Question 1192508
Certainly, let's break down this problem step-by-step.

**Let's define some events:**

* **A:** Driver is above the legal alcohol limit. 
* **B:** Breathalyser reading is above the legal limit.

**Given Information:**

* P(A) = 0.14 (Probability of a driver being above the limit)
* P(B|A') = 0.07 (Probability of a false positive: breathalyser reading above limit when driver is not above limit)
* P(B'|A) = 0.10 (Probability of a false negative: breathalyser reading below limit when driver is above limit)

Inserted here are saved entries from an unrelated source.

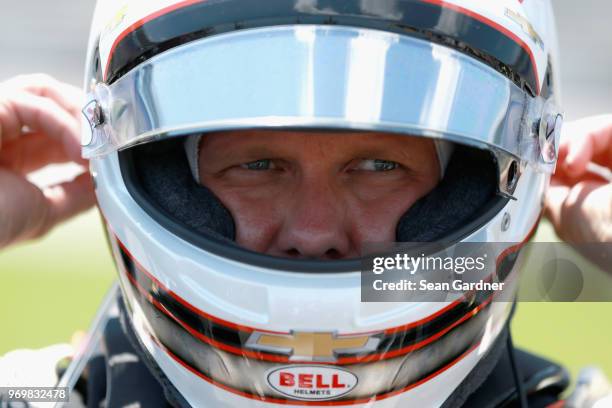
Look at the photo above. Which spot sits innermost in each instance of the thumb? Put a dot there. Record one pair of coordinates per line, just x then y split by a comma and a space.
23, 209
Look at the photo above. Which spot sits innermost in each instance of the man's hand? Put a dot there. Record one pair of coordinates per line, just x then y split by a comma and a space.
579, 202
39, 125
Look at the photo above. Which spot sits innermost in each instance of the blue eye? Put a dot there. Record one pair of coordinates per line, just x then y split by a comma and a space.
377, 165
264, 164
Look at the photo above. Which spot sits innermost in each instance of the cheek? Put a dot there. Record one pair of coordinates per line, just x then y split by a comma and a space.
376, 220
256, 219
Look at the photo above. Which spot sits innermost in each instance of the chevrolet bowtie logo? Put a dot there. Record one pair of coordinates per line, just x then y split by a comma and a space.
312, 346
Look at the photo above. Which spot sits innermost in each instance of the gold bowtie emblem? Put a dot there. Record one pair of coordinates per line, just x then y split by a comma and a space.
312, 346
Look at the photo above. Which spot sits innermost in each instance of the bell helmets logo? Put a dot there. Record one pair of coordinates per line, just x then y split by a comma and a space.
312, 383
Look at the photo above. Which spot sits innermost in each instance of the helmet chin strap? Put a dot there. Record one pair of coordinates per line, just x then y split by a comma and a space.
444, 151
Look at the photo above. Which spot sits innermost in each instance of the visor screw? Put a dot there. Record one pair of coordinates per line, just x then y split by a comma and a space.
512, 177
506, 222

**Part a) Probability of Incorrectly Classified as Over the Limit (False Positive)**

* This is the probability of the breathalyser reading being above the limit given that the driver is *not* above the limit (A').

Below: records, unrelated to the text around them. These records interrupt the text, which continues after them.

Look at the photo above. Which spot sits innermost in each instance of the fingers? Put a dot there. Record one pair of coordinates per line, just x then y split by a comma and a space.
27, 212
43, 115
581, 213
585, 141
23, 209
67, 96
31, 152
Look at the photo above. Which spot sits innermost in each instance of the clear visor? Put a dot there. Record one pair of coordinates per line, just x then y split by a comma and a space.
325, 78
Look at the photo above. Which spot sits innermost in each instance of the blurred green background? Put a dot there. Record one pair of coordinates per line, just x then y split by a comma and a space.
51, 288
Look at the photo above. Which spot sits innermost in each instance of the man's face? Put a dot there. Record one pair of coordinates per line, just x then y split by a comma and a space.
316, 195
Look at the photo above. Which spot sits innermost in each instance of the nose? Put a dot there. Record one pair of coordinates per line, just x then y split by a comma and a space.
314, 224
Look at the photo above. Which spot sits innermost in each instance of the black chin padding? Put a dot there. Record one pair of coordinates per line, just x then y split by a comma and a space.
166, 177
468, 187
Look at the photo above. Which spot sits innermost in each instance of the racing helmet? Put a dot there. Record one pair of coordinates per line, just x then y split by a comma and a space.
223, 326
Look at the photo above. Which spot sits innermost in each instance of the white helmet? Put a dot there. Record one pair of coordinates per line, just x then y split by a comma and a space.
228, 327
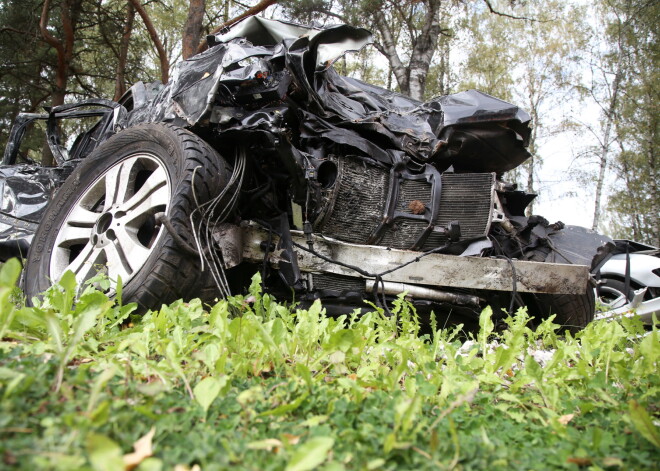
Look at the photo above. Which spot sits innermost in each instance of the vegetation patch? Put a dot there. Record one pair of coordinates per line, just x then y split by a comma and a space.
253, 384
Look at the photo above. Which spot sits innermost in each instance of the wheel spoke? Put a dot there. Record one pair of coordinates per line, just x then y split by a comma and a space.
70, 235
82, 217
152, 194
116, 262
134, 253
117, 181
83, 264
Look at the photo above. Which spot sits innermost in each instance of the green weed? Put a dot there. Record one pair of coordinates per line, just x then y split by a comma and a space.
82, 387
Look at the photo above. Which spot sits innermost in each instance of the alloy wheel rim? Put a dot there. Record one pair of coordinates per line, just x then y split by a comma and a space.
113, 225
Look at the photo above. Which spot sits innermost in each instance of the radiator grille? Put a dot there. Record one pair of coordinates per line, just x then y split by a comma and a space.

* P(B|A') = 0.07 (Given in the problem statement)

**Part b) Probability of Correctly Classified as Over the Limit (True Positive)**

* This is the probability of the breathalyser reading being above the limit given that the driver *is* above the limit (A).

* P(B|A) = 1 - P(B'|A) = 1 - 0.10 = 0.90

**Part c) Probability of a Breathalyser Reading Over the Limit**

* We need to use the Law of Total Probability:

   P(B) = P(B|A) * P(A) + P(B|A') * P(A') 
   P(B) = (0.90 * 0.14) + (0.07 * 0.86) 
   P(B) = 0.126 + 0.0602 
   P(B) = 0.1862

**Part d) Probability of Driver Under the Limit Given Breathalyser Reading Below the Limit**

* This is the probability of not being above the limit (A') given that the breathalyser reading is below the limit (B').

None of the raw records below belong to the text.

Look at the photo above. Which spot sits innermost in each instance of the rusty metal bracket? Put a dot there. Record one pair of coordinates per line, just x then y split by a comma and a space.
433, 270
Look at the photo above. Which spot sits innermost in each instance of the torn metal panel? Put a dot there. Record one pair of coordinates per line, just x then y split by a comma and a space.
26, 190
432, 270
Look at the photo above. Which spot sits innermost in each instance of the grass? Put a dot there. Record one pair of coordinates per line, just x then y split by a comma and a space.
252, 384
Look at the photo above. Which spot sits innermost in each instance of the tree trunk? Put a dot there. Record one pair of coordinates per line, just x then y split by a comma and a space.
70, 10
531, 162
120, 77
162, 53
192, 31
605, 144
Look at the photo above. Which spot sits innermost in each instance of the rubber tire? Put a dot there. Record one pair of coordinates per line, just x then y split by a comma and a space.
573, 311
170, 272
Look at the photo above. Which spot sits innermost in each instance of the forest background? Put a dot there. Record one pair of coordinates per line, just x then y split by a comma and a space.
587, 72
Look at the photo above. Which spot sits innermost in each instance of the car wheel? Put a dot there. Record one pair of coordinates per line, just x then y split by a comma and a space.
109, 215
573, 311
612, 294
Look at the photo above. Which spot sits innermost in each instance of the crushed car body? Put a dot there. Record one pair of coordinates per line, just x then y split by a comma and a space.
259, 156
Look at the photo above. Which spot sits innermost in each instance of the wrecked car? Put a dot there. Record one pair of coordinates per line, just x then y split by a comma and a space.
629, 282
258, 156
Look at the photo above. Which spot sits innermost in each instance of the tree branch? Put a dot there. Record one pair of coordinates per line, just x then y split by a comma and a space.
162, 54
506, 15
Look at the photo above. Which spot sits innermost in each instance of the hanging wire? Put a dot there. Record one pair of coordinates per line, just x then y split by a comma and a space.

* We'll use Bayes' Theorem:

   P(A'|B') = [P(B'|A') * P(A')] / P(B')

   * We need to find P(B'): 
       * P(B') = 1 - P(B) = 1 - 0.1862 = 0.8138

   * P(A'|B') = [0.07 * 0.86] / 0.8138 
   * P(A'|B') = 0.0602 / 0.8138 
   * P(A'|B') = 0.0740

**In summary:**

* a) Probability of false positive: 0.0700
* b) Probability of true positive: 0.9000
* c) Probability of breathalyser reading over the limit: 0.1862
* d) Probability of driver under the limit given breathalyser reading below limit: 0.0740

Let me know if you have any other questions or need further clarification!